The integer part is (? distributive ?)

[icantadd]

the integer part is ... (?? distributive ??)

Homework Statement

Define the floor of a real number k where [k] is the least smallest integer from k.

I want to show that [a - b] = [a] -

Homework Equations

n/a

The Attempt at a Solution

[1.2 - 5.7] = [-3.8] = -4
[1.2] - [5.7] = 1 - 5 = -4

I am not sure how to go about generalizing the observation above to all numbers.

 

[CompuChip]

You don't:
[5.2 - 2.3] = [2.9] = 2
[5.2] - [2.3] = [5] - [2] = 3

Sorry

 

[icantadd]

Yes, thank you CompuChip. However I stated the problem wrong.
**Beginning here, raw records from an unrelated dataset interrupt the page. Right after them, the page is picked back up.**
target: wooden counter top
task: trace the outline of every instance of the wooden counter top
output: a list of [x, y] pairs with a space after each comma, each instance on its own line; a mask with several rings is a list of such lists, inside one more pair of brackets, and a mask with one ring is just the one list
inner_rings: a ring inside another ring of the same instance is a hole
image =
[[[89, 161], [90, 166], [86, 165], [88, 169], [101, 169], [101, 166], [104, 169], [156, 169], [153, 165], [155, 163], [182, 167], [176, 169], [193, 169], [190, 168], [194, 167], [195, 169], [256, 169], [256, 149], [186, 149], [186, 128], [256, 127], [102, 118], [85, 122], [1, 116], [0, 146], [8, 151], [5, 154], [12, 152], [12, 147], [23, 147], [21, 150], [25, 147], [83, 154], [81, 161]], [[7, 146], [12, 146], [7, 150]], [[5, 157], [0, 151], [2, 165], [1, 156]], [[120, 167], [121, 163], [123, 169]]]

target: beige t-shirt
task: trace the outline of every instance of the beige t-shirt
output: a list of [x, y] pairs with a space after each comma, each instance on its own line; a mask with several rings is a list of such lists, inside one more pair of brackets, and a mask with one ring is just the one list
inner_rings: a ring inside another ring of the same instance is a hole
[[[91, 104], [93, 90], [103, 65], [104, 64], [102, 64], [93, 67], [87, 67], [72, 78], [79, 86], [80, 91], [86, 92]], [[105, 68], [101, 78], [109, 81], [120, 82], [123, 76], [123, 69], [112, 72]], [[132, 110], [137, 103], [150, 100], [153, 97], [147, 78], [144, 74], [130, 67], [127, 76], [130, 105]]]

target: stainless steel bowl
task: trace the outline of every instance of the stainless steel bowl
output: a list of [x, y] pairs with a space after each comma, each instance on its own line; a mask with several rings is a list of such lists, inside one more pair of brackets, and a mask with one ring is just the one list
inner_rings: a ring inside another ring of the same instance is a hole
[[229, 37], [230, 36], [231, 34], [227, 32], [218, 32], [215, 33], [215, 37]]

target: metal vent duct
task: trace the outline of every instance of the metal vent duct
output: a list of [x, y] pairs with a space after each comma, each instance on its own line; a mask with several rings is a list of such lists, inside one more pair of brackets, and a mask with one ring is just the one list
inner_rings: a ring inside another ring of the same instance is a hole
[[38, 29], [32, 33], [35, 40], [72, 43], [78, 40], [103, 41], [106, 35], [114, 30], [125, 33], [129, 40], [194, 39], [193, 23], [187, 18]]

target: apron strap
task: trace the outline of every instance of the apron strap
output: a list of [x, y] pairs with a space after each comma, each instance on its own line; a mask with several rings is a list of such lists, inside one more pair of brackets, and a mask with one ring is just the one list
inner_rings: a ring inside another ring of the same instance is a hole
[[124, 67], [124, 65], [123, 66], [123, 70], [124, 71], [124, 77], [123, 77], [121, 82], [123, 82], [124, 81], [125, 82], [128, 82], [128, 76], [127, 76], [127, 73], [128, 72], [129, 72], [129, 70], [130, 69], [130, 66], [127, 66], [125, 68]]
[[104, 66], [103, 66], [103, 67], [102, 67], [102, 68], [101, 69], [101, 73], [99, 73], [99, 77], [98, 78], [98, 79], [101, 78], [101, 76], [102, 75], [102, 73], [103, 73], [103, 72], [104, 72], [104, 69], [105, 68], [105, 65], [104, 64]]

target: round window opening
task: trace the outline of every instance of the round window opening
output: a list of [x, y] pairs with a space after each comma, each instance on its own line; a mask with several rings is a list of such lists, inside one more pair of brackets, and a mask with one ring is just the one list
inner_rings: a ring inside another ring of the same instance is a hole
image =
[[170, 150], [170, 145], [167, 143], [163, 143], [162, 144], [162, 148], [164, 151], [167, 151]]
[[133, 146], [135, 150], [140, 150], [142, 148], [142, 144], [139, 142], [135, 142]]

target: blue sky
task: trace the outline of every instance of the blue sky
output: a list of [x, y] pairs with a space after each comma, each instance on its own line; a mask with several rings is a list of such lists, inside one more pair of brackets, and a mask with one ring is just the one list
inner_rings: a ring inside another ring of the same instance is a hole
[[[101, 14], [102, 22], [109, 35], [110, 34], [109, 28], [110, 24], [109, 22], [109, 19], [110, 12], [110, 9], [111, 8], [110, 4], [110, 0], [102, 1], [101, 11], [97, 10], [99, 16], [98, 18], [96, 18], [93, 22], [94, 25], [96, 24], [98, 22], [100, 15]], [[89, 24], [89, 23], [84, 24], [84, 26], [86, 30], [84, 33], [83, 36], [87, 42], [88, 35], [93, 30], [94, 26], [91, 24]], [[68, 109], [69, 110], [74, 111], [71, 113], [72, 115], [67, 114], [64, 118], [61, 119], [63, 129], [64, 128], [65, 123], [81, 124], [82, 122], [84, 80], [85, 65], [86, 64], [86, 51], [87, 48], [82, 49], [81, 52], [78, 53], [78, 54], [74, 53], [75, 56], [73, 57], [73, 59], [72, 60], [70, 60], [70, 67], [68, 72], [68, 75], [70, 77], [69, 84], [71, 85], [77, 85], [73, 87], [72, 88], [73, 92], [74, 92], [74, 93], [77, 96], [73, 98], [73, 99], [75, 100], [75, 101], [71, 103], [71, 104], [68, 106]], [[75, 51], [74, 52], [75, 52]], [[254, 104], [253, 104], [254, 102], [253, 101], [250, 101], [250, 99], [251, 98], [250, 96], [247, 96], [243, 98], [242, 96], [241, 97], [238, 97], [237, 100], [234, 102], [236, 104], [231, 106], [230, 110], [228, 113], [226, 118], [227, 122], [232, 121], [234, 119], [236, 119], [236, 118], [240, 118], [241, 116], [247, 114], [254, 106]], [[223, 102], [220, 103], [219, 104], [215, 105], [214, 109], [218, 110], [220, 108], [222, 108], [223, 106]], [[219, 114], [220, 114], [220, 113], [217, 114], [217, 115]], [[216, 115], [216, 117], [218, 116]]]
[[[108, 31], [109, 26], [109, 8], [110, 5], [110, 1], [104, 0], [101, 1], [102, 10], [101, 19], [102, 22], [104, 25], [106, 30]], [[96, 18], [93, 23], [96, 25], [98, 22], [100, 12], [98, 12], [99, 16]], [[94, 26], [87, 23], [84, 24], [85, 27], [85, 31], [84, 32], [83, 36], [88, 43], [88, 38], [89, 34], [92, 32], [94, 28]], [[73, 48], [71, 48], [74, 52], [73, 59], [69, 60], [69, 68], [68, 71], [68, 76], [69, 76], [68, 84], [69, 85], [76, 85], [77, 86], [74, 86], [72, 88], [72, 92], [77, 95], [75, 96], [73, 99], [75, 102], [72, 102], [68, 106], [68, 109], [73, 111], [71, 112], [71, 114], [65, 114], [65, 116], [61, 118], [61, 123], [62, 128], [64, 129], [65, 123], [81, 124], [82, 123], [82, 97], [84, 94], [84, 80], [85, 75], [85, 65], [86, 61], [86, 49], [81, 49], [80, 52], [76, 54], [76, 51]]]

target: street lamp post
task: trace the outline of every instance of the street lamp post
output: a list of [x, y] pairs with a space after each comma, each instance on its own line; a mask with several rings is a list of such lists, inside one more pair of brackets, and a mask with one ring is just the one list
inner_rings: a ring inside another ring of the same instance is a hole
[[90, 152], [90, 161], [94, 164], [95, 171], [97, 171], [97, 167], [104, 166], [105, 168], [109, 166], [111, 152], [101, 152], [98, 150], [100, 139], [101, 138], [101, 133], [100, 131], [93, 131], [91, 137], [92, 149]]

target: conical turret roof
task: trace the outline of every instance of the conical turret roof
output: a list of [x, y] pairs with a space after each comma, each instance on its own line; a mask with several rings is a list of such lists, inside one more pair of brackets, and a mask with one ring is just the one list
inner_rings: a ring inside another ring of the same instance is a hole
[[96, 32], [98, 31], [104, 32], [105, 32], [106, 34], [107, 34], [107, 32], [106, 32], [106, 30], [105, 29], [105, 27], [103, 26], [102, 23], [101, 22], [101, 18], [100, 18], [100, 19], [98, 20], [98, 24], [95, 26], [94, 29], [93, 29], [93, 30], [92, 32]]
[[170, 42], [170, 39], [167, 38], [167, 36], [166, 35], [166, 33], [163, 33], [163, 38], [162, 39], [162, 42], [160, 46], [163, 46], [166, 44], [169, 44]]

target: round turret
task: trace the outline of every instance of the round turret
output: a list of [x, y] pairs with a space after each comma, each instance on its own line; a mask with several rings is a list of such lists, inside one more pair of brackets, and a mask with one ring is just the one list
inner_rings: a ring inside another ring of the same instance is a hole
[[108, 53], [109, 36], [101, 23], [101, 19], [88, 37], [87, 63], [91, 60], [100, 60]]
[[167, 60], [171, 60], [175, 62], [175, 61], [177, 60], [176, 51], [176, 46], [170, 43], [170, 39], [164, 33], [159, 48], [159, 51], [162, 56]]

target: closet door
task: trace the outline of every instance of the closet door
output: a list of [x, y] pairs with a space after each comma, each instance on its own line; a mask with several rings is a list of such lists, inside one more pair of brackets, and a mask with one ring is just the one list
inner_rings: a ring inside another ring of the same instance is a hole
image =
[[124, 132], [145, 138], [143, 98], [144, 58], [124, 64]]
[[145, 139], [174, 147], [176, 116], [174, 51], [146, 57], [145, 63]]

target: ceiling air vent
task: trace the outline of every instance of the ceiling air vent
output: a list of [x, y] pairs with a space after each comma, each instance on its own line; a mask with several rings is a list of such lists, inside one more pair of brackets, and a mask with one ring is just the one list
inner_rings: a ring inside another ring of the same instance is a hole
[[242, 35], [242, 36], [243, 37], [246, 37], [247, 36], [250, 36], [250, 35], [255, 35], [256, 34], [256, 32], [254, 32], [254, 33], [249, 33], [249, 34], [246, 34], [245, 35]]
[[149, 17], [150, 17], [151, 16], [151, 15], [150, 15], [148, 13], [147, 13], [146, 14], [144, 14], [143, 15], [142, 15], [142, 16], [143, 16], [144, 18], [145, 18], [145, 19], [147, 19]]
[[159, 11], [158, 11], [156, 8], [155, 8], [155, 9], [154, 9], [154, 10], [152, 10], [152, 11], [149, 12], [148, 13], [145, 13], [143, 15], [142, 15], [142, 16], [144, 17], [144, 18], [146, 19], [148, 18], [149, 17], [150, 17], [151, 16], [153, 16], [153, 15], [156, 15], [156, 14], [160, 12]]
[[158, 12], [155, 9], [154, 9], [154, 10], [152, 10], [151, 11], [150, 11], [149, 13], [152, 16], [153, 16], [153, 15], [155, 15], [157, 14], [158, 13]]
What I am thinking is this:

Let a > 0. Then
[a - 0] = [a] - 0 and
[a - 1] = [a] - 1.

I only care about the values being subtracted from a of 0 and 1, nothing else. Then if b = 0 or 1, [a-b] = [a] - b. This should hold, correct? Demonstrating it works for 0 is easy. I don't know how to show it for 1, but here is my attempt:

a - 1 < a
Suppose a is an integer. Then [a - 1] = a - 1 = [a] - 1.
Suppose a is not an integer. I am not sure. It seems to work fine with all the tests I can give (a>0). I don't know how to write this.

 

[CompuChip]

Let x be any (positive, although it probably works for any) number. Then write x as n + f, with n an integer and f the fractional part (0 <= f < 1).

 

[icantadd]

Let x be any (positive, although it probably works for any) number. Then write x as n + f, with n an integer and f the fractional part (0 <= f < 1).

Yes, thank you. Work backwards, of course.